Monsieur le Premier-Ministre,
Monsieur le Ministre de l'Intérieur,
La question soulevée ces derniers jours concernant le vote des étrangers m'a intéressée, et pour cause. D'après ce que j'ai pu comprendre, elle n'est pas nouvelle, seulement reprise de temps à autre, suivant l'éclairage. Sans doute, est-elle aussi délicate parce qu'elle touche de près à l'aspect de la nationalité française.
Les arguments contradictoires que j'ai écoutés me semblent également justes, dans la mesure où ils relèvent du raisonnement logique sur la primauté de la poule ou de l'oeuf.
Néanmoins, comme je n'ai pas trop lu ou entendu le point de vue d'un étranger en situation régulière, je me permettrais de vous livrer le mien.
Je ne sais pas si je dirais comme mon compatriote Cioran, qui a vécu et écrit en France plus de la moitié de sa vie, qu' un homme qui se respecte, n'a pas de patrie, une patrie c'est de la glu. Mai je lui donne sûrement raison quand il affirme que l'on n'habite pas un pays, on habite une langue. Cela dit, quantité de gens parlent peu ou pas du tout français, ce qui ne les empêche pas d'être citoyens français.
J'habite le français depuis mes toutes premières études en Roumanie. Lorsque j'étais en sixième, les enseignants se disputaient les bons élèves pour former les groupes de langues vivantes, et j'ai failli me retrouver inscrite en russe. Si j'ai opté pour le français, c'est grâce à ma mère qui, sans vouloir me brusquer, a simplement pris un manuel scolaire et m'a lu les premiers mots: "Qu'est-ce que c'est? C'est une porte. Voilà la porte". Décidément...
J'ai fait du français mon travail, mais pour moi c'était d'abord une langue d'amour, et non seulement de communication, comme l'était l'anglais, bien que celui-ci commence à s'insinuer tel un nouvel amour, par procuration, depuis que mon fils s'est expatrié aux Etats-Unis.

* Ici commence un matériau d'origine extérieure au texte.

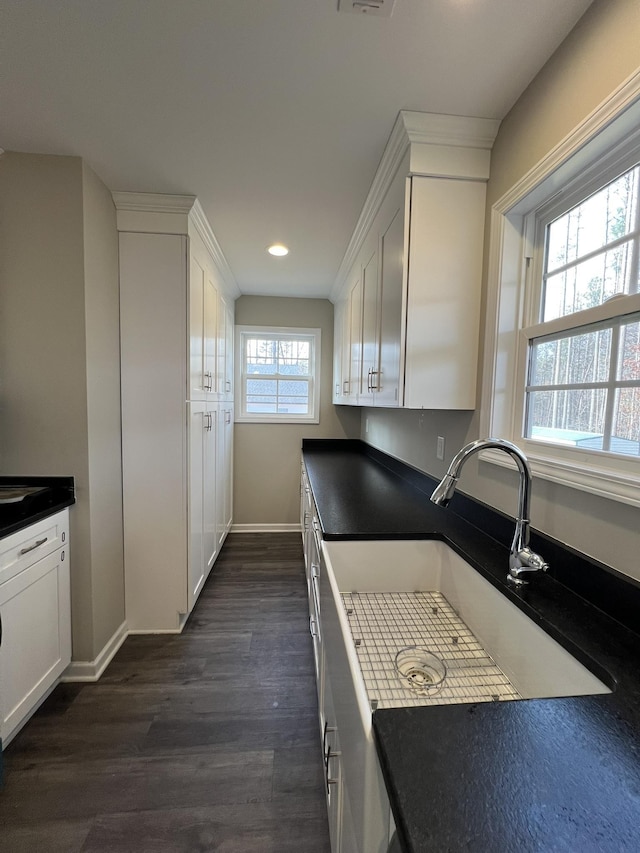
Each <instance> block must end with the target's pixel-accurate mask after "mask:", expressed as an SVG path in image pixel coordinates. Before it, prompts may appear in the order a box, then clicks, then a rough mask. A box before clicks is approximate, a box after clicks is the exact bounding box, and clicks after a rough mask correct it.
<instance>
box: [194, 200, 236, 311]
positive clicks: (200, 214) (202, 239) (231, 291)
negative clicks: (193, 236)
mask: <svg viewBox="0 0 640 853" xmlns="http://www.w3.org/2000/svg"><path fill="white" fill-rule="evenodd" d="M190 217H191V221H192V222H193V224H194V226H195V228H196V230H197V232H198V234H199V235H200V236H201V237H202V240H203V242H204V244H205V246H206V247H207V249H208V250H209V253H210V254H211V257H212V258H213V261H214V263H215V265H216V267H217V269H218V272H219V273H220V275H221V276H222V278H223V280H224V282H225V284H226V285H227V291H228V293H229V296H232V297H233V298H234V299H236V298H237V297H238V296H240V288H239V287H238V282H237V281H236V279H235V276H234V274H233V272H232V271H231V267H230V266H229V264H228V262H227V259H226V258H225V256H224V252H223V251H222V249H221V247H220V244H219V243H218V240H217V238H216V235H215V234H214V233H213V229H212V228H211V225H210V224H209V220H208V219H207V217H206V214H205V212H204V210H203V209H202V205H201V204H200V202H199V201H198V199H195V201H194V203H193V207H192V208H191V212H190Z"/></svg>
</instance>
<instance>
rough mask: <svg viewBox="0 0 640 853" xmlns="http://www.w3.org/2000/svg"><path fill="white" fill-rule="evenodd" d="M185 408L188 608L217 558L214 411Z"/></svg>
mask: <svg viewBox="0 0 640 853" xmlns="http://www.w3.org/2000/svg"><path fill="white" fill-rule="evenodd" d="M188 409H189V546H188V552H189V554H188V564H189V587H188V595H189V600H188V608H189V610H191V609H192V608H193V605H194V604H195V602H196V600H197V598H198V596H199V595H200V591H201V589H202V586H203V584H204V582H205V580H206V579H207V576H208V574H209V572H210V571H211V568H212V567H213V564H214V561H215V559H216V557H217V555H218V536H217V524H216V520H217V500H216V498H217V449H218V448H217V440H216V433H217V430H218V412H217V410H216V407H215V406H211V405H209V404H207V403H204V402H195V403H189V404H188Z"/></svg>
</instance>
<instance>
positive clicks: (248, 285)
mask: <svg viewBox="0 0 640 853" xmlns="http://www.w3.org/2000/svg"><path fill="white" fill-rule="evenodd" d="M590 2H591V0H396V5H395V10H394V12H393V15H392V17H391V18H382V17H373V16H371V15H363V14H358V15H355V14H345V13H342V12H341V13H339V12H338V11H337V0H0V39H1V44H0V57H1V58H0V63H1V67H0V122H1V124H0V145H1V146H2V147H3V148H5V149H6V150H16V151H29V152H40V153H53V154H75V155H79V156H81V157H84V158H85V160H86V161H87V162H88V163H89V165H90V166H92V168H93V169H94V170H95V171H96V172H97V173H98V175H100V177H101V178H102V179H103V181H104V182H105V183H106V184H107V186H108V187H109V188H110V189H112V190H132V191H143V192H162V193H187V194H193V195H197V196H198V198H199V199H200V202H201V204H202V206H203V208H204V210H205V212H206V214H207V216H208V217H209V220H210V222H211V225H212V227H213V230H214V232H215V234H216V236H217V238H218V241H219V243H220V245H221V247H222V250H223V252H224V254H225V256H226V258H227V260H228V262H229V265H230V266H231V269H232V270H233V273H234V275H235V278H236V280H237V283H238V286H239V288H240V291H241V292H242V293H250V294H265V295H278V296H313V297H326V296H328V295H329V293H330V291H331V287H332V285H333V282H334V280H335V277H336V274H337V271H338V268H339V266H340V262H341V260H342V257H343V255H344V252H345V249H346V247H347V244H348V242H349V239H350V237H351V234H352V232H353V229H354V226H355V224H356V222H357V219H358V216H359V214H360V211H361V209H362V205H363V203H364V200H365V198H366V195H367V192H368V189H369V186H370V184H371V181H372V179H373V176H374V174H375V171H376V168H377V165H378V162H379V160H380V157H381V156H382V152H383V150H384V147H385V143H386V141H387V138H388V135H389V133H390V132H391V128H392V126H393V123H394V120H395V118H396V116H397V114H398V111H399V110H401V109H408V110H418V111H424V112H436V113H437V112H441V113H450V114H457V115H470V116H482V117H486V118H503V117H504V115H505V114H506V113H507V111H508V110H509V108H510V107H511V106H512V104H513V103H514V102H515V100H516V99H517V98H518V96H519V95H520V93H521V92H522V91H523V90H524V89H525V87H526V86H527V85H528V83H529V82H530V81H531V79H532V78H533V77H534V76H535V74H536V72H537V71H538V70H539V69H540V68H541V66H542V65H543V64H544V63H545V61H546V60H547V59H548V57H549V56H550V55H551V54H552V53H553V51H554V49H555V48H556V47H557V46H558V45H559V43H560V42H561V41H562V40H563V38H564V37H565V36H566V34H567V33H568V32H569V30H570V29H571V28H572V27H573V26H574V24H575V23H576V21H577V20H578V19H579V18H580V16H581V15H582V14H583V13H584V11H585V10H586V8H587V7H588V6H589V5H590ZM274 241H281V242H284V243H286V244H287V245H288V246H289V247H290V249H291V253H290V255H289V256H288V257H287V258H272V257H271V256H269V255H267V253H266V251H265V249H266V246H267V245H269V244H270V243H272V242H274Z"/></svg>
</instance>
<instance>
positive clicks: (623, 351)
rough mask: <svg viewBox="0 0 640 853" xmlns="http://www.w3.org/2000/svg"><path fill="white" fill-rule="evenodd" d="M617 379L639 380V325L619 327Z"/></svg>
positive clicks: (639, 340) (639, 354) (633, 323)
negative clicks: (619, 340) (618, 354)
mask: <svg viewBox="0 0 640 853" xmlns="http://www.w3.org/2000/svg"><path fill="white" fill-rule="evenodd" d="M617 378H618V379H631V380H633V379H637V380H640V323H626V324H625V325H624V326H621V327H620V353H619V357H618V372H617Z"/></svg>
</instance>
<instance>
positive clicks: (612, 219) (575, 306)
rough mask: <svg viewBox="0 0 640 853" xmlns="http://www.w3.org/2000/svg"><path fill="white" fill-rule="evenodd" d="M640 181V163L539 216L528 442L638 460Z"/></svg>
mask: <svg viewBox="0 0 640 853" xmlns="http://www.w3.org/2000/svg"><path fill="white" fill-rule="evenodd" d="M639 183H640V165H638V164H634V166H633V167H632V168H630V169H627V170H626V171H625V172H624V173H623V174H621V175H618V176H617V177H616V178H614V179H613V180H611V181H608V182H607V183H606V184H605V185H604V186H603V187H601V188H600V189H598V190H597V191H596V192H594V193H591V194H590V195H589V196H588V197H586V198H585V199H583V200H582V201H580V202H579V203H578V204H575V205H573V206H572V207H571V208H570V209H569V210H565V211H563V212H562V213H561V214H560V215H555V214H551V215H549V214H547V215H546V216H543V217H540V218H538V233H539V239H538V240H537V241H536V245H537V247H539V248H538V249H537V251H539V253H540V260H539V263H537V264H534V270H540V273H534V275H535V279H534V281H533V282H532V287H533V288H534V289H535V290H536V291H537V298H536V299H535V308H536V313H537V315H538V318H539V320H540V321H541V322H540V324H539V325H537V326H536V327H534V328H526V329H525V330H524V333H525V337H526V340H527V342H528V358H527V378H526V386H525V402H524V407H525V412H524V433H523V435H524V437H525V438H529V439H536V440H539V441H546V442H549V443H551V444H558V445H564V446H572V447H578V448H588V449H589V450H593V451H604V452H609V453H614V454H621V455H628V456H640V441H639V439H640V335H639V332H640V322H639V321H640V316H639V315H638V314H634V313H631V314H626V312H627V311H629V310H631V311H633V308H634V307H635V301H634V300H630V299H628V298H627V297H628V296H629V295H631V294H637V293H638V290H639V284H640V282H639V280H638V254H639V243H640V221H639V214H640V205H639V204H638V195H639V193H638V188H639ZM629 306H630V307H629ZM593 309H596V310H593ZM561 318H564V319H561ZM553 321H556V322H555V323H554V322H553ZM558 321H559V322H558Z"/></svg>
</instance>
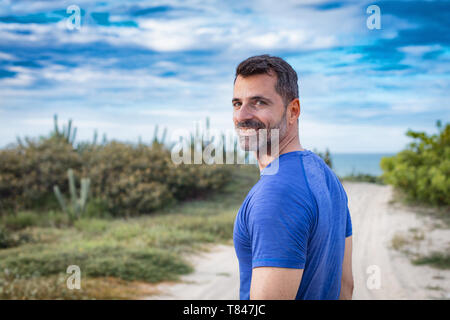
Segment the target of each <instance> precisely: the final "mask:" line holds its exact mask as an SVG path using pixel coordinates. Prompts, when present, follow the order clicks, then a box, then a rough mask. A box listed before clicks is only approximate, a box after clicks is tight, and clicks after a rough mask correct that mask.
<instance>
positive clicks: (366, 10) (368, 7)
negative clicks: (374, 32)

J'ai toujours cru que j'étais profondément intégrée en France, d'après la terminologie consacrée, aussi bien par mon parcours, que par ce qui s'en dégageait: le désir et la détermination d'y réaliser quelque chose, en rapport avec une construction actuelle, de créer des ponts et des liens, selon mes moyens.
En faisant le bilan, je dis que j'ai réussi le tour de force de survivre afin de garder un espoir. Autrement dit, pour paraphraser le poète, ma vie en France a été tout aussi lente que mon espérance a été violente...
On m'a fait comprendre (des amis, ou pas vraiment) que les portes allaient rester fermées tant que je ne demanderai pas la nationalité française. Monsieur J., qui vient d'un pays d'Afrique et qui est, lui aussi titulaire d'un doctorat français, est aujourd'hui agent administratif, donc couvert jusqu'à la fin de ses jours. Il m'a expliqué comment les portes s'étaient ouvertes pour lui dès le moment où il avait déposé la demande de naturalisation.
Je vous avoue que deux fois, à 8 ans d'intervalle, j'ai retiré le formulaire à la Préfecture, et deux fois j'ai passé une nuit blanche, la tête entre les mains, sans pouvoir me résoudre à faire la démarche. C'était comme si je chosissais de plein gré de vivre le syndrome de Stockholm (mutatis mutandis).
Il est vrai que je suis Roumaine et que je partage ce que Kundera apelle le destin des petites nations. Mais il n'est pas moins vrai que le contexte historique et politique est autre.
Pourquoi un Américain qui vit en France depuis des années ne demande-t-il pas la nationalité française? Ou bien, pourquoi un Français qui vit à Monaco depuis des années, ne demande-t-il pas la nationalité monégasque? Ils sont résidents étrangers, ils travaillent tout en s'épanouissant (ce qui devient un luxe, même si le terme figure dernièrement dans les Droits de l'homme), et tout en gagnant plus que correctement leur vie.
Peut-on les considérer bien intégrés? Et si oui, comment peuvent-ils l'être sans avoir la nationalité des pays respectifs?...
Comme de millions de personnes, moi aussi, je mets à profit les technologies de la Open Society et je tiens un blog. Je l'ai consacré à l'intégration de la Roumanie dans les structures euro-atlantiques, mais je réalise que c'est plutôt un témoignage sur mon "intégration" en France. Je vous invite à le parcourir, d'ailleurs, je me ferai une joie d'y poster aussi cette lettre.
En vous remerciant pour votre temps, je vous assure, Monsieur le Premier-Ministre, Monsieur le Ministre de l'Intérieur, de mon entière considération.